Anyone who knows me well knows that I adore Ray Bradbury, almost to a fault. I wrote my college entrance essay about him. I quoted him in the speech I gave at my high school graduation. This past summer, I got my first tattoo: black linework based on the cover of Simon & Schuster’s 2012 edition of Bradbury’s “The Martian Chronicles.” And here I am, writing about him and his work again.
My fascination with Bradbury’s writing borders on obsession. He is prolific. He wrote about everything, and pretty much all of it is good. He wrote about childhood, science-fiction, the Midwest, nuclear fallout, environmentalism, technology, censorship and government corruption. His works were well-respected during his time and after for their compelling images, powerful analogies and insightful social commentary, but to me, they are so much more.
The first time I read Bradbury’s work, I was in my sixth-grade English class. My teacher at the time, the wonderful Mr. Farmer, assigned to us one of Bradbury’s short stories: “The Veldt.” It’s a haunting tale about how unbridled technology can corrupt family structures and eat away at the simplicity of childhood. As the blossoming adolescent I was, learning that she could, in fact, disagree with her parents, the story struck a chord.
It was around this time, in early middle school, that I discovered my own interest in writing and telling stories. I wanted to be able to tell stories like Bradbury. His writing is accessible while still being wonderfully imaginative. He wrote for everyone from sixth-grade girls to burnt-out 20-somethings to professionals on the brink of retirement, and I wanted to emulate that. I still do.
Since reading “The Veldt,” I’ve read a slew of his other works enthusiastically, attentively and earnestly. I mean, “The Veldt” is just one of the hundreds of poignant, before-their-time stories that Bradbury wrote in his nearly 70-year career. Of course, he is most well-known for his novel, “Fahrenheit 451,” which includes similar themes about technology, government corruption and censorship that are present in his other stories, but “Fahrenheit 451” is just the tip of the iceberg that is Bradbury’s oeuvre.
“Fahrenheit 451” is an indisputably great novel, but it would be a shame to go through life having only read one of Bradbury’s books. It would be a shame to miss out on the childhood lessons and sticky nostalgia of “Dandelion Wine,” a shame not to ponder age, adulthood and fear alongside Jim Nightshade and William Halloway in “Something Wicked This Way Comes.” It breaks my heart to think that not everyone will have the great pleasure of experiencing the monotonous beauty of the American Midwest through the eyes of Ray Bradbury in his loosely compiled Green Town series. I can’t imagine a world in which I hadn’t read “There Will Come Soft Rains” or “And the Moon Be Still as Bright.” I simply would not be the same person without these stories.

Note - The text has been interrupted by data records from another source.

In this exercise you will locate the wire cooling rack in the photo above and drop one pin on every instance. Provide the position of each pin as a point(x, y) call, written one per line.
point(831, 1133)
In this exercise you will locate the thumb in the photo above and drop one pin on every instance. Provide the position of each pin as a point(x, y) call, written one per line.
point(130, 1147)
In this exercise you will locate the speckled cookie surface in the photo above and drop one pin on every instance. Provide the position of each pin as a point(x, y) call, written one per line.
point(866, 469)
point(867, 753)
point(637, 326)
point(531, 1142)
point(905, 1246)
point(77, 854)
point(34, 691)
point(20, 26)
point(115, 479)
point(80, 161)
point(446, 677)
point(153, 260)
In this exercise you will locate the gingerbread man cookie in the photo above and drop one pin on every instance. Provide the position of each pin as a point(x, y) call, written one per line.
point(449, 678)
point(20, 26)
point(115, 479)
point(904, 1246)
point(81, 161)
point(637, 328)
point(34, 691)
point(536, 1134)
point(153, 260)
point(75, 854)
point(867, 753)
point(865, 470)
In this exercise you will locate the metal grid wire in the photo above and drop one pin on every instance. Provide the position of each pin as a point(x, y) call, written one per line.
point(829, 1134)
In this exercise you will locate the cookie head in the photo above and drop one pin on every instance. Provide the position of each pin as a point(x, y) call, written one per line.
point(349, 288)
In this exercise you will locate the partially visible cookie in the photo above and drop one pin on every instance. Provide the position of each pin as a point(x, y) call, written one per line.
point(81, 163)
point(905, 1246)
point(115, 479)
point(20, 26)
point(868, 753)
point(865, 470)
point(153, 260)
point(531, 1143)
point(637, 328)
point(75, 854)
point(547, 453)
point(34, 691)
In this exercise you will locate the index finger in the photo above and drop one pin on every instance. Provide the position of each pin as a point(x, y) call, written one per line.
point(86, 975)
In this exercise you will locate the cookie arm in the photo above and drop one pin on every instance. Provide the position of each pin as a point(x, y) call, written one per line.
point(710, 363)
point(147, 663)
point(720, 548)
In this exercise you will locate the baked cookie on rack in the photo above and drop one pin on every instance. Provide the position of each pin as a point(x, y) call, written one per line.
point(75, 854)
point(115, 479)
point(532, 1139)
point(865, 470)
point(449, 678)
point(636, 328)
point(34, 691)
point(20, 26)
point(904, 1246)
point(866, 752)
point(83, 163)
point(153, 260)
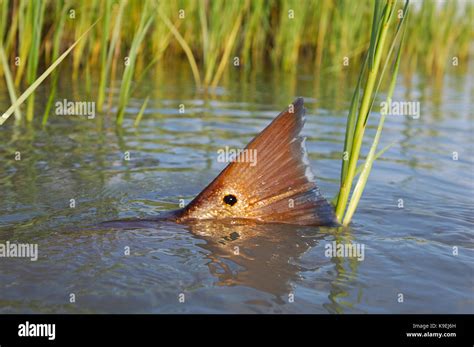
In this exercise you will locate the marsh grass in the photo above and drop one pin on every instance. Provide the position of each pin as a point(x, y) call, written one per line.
point(210, 34)
point(383, 39)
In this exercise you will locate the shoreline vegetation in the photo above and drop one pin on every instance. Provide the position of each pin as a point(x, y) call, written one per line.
point(132, 37)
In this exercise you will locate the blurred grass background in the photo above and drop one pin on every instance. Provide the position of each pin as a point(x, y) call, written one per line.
point(134, 36)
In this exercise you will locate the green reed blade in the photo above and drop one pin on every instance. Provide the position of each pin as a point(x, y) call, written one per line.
point(40, 79)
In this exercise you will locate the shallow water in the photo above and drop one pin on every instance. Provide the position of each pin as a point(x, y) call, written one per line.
point(278, 268)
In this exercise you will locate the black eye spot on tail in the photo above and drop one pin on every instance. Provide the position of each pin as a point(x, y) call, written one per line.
point(230, 199)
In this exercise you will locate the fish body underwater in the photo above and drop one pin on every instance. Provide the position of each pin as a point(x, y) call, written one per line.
point(275, 186)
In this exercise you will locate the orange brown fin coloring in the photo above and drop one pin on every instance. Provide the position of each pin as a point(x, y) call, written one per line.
point(278, 188)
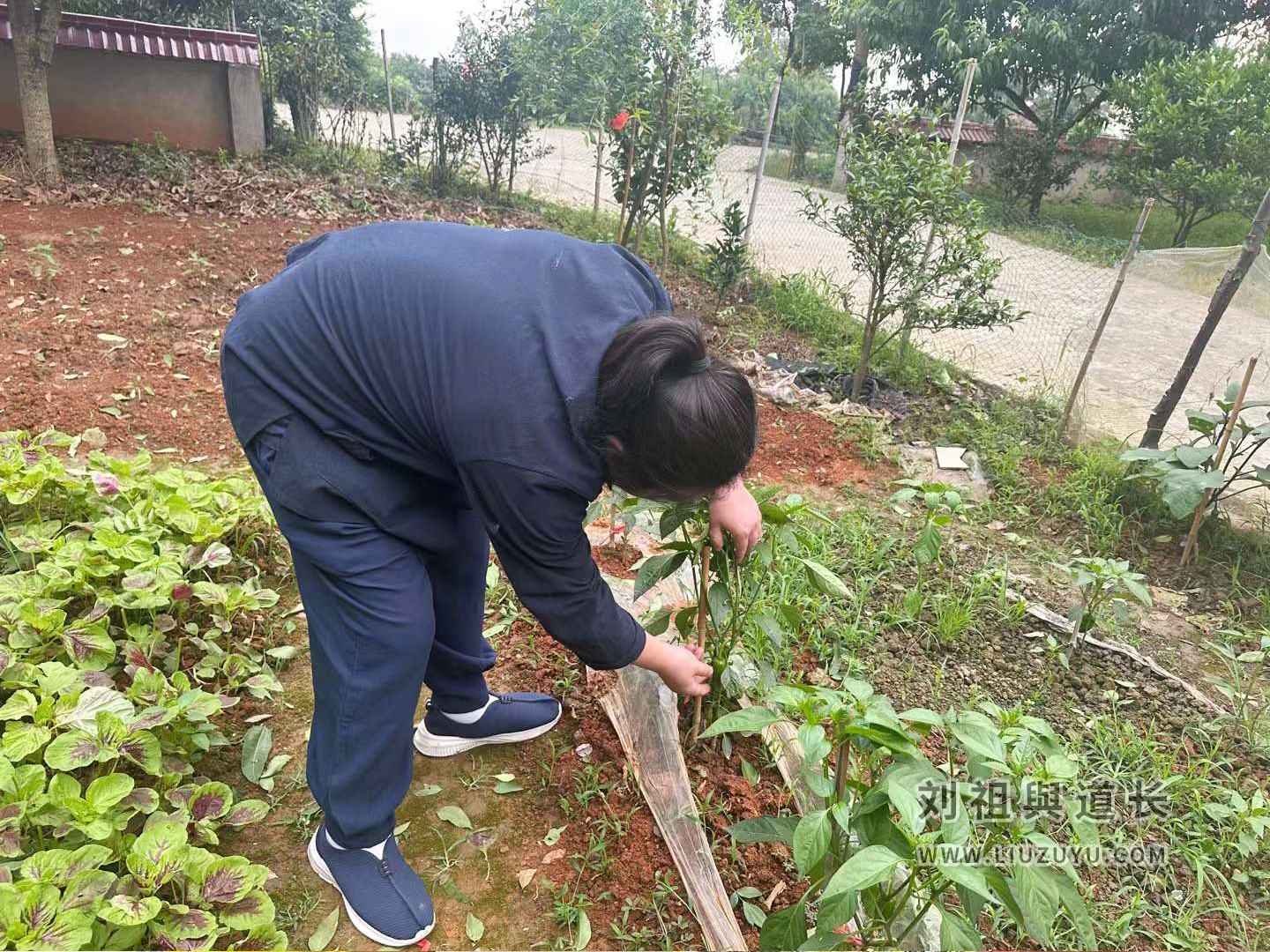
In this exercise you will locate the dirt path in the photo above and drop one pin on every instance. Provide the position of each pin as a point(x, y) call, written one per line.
point(1152, 326)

But above all of these, the most formative of his novels, the book that solidified my infatuation with Bradbury, was “The Martian Chronicles.” The book is like a puzzle, a beautiful anthology made up of around 26 short stories. It tells the story of the colonization of Mars by Earth-born humans, and in doing so, forces the reader to confront the systems that they exist in and contribute to. It’s a thinly-veiled anti-colonial piece. It tackles issues like environmentalism, racism, and sexism through the compelling analogy of Earth-Mars relations.
I’ve read the book in full a couple of times, but the true beauty of an anthology is the ability to go back and read small sections at a time, sections that spoke to you most. Bradbury’s “And the Moon Be Still as Bright,” which I mentioned before, is perhaps my favorite section from the entire novel. It follows the arrival of the fourth American expedition to Mars. By the time the astronauts arrive, nearly all the Martians have been wiped out by disease, brought on by exposure to the previous expeditions. My personal hero and the featured character of this story, Jeff Spender, emerges as a defender of the remaining Martians and admonishes the rest of the crew for their failure to respect Mars’ environment, culture and the tragedy forced upon the Martians by colonization.

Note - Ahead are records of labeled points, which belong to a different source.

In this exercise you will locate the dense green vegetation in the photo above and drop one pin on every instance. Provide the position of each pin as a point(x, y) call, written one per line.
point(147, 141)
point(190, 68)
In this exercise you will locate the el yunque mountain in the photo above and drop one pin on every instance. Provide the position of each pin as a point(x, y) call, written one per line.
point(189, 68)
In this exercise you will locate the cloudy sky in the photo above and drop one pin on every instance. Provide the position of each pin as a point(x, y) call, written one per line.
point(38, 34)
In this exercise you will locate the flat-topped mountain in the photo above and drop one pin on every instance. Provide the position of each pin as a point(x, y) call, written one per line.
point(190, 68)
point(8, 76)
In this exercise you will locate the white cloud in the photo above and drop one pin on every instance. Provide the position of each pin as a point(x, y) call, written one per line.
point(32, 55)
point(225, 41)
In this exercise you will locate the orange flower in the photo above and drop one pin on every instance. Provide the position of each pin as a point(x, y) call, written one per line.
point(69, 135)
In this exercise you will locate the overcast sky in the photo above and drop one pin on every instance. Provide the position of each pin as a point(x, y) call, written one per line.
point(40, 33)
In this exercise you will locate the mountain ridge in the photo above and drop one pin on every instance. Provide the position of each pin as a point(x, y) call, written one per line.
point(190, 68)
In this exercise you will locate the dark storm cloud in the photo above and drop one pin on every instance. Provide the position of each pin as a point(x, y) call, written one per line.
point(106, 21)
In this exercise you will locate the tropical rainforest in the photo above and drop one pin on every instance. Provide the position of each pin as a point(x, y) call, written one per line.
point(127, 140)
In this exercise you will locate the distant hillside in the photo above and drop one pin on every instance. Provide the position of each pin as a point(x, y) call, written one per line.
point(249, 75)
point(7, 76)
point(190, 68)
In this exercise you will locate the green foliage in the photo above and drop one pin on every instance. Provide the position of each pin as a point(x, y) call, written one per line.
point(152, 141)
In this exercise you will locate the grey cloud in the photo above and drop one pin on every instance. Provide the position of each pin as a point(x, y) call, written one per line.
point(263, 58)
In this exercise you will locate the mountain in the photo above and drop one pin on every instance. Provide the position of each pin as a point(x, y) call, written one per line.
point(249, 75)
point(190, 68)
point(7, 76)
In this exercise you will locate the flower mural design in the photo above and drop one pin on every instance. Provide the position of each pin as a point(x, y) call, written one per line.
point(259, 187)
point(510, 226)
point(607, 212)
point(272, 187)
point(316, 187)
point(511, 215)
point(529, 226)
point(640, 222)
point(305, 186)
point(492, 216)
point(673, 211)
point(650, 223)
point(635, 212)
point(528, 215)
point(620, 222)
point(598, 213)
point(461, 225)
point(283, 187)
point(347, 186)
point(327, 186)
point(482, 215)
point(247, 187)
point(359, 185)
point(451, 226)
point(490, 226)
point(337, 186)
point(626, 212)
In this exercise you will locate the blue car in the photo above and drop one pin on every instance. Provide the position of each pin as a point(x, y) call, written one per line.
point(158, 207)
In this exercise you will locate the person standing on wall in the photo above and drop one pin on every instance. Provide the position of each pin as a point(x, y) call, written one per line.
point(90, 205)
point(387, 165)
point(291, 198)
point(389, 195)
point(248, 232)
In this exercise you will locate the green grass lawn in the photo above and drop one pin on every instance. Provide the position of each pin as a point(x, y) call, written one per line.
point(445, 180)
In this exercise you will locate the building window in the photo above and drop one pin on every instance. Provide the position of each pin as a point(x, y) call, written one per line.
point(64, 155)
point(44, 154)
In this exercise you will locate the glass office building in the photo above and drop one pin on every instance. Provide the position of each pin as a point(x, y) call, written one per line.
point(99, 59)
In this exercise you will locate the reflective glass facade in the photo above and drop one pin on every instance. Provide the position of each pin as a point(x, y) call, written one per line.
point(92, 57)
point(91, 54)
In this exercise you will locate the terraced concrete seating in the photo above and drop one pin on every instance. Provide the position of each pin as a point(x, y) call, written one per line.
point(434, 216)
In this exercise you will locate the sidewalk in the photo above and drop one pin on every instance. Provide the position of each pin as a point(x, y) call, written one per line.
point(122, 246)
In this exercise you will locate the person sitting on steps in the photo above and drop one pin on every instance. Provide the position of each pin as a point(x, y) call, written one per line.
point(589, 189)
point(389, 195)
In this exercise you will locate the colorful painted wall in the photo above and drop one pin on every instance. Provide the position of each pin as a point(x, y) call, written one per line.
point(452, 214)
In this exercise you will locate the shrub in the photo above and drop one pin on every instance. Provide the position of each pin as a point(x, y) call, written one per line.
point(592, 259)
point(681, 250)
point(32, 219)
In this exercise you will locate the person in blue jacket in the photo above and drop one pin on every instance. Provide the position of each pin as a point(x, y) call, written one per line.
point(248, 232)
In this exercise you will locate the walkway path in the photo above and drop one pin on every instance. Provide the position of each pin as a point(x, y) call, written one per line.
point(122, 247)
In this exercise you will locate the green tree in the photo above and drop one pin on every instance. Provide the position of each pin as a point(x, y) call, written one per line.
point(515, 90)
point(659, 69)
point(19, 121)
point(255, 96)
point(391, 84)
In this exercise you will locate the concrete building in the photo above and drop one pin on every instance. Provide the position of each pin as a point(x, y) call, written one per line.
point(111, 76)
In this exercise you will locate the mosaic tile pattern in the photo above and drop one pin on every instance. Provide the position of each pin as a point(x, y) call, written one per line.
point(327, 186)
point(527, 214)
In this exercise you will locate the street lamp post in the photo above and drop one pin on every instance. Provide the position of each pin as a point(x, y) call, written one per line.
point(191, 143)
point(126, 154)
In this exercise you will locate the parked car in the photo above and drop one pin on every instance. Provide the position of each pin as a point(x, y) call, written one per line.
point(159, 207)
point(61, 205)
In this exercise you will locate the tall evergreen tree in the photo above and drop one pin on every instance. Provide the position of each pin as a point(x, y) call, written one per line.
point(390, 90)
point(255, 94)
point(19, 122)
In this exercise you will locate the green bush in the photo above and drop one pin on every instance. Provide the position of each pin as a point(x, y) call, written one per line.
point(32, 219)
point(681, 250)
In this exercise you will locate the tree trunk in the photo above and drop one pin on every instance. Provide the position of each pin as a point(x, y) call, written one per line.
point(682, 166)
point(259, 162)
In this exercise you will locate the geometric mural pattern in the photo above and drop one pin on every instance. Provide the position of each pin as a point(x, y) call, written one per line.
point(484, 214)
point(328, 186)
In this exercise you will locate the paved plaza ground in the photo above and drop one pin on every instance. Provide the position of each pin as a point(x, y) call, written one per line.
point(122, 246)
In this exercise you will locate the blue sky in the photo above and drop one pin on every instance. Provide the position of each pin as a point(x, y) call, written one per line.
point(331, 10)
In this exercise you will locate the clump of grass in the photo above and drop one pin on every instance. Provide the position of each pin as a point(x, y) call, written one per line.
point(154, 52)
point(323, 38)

In the background of this entire story is the looming threat of nuclear fallout on Earth, a theme that Bradbury writes about in many of his stories. The book forces the reader to ask themself serious questions and confront their own moral beliefs. What would you do? If you had the money to escape nuclear fallout on Earth by traveling to Mars, would you do it? Would it be worth it to save yourself at the risk of thousands of Martians’ lives, taken or disrupted by colonization? Whose side would you take?
That is how you know that “The Martian Chronicles” is a good novel. It upsets you. It creates this hypothetical dilemma and transforms it into something real. You can’t read any of Bradbury’s works in peace, and that is why they are so important. A truly great work of art should make you uncomfortable. It should reveal truths about the world and also about yourself. Bradbury’s truths — revealed to millions of other readers like me — have made me forever grateful for the impact that his writing has had on my life, and I anxiously await the day that my own writing might have that sort of impact on someone else.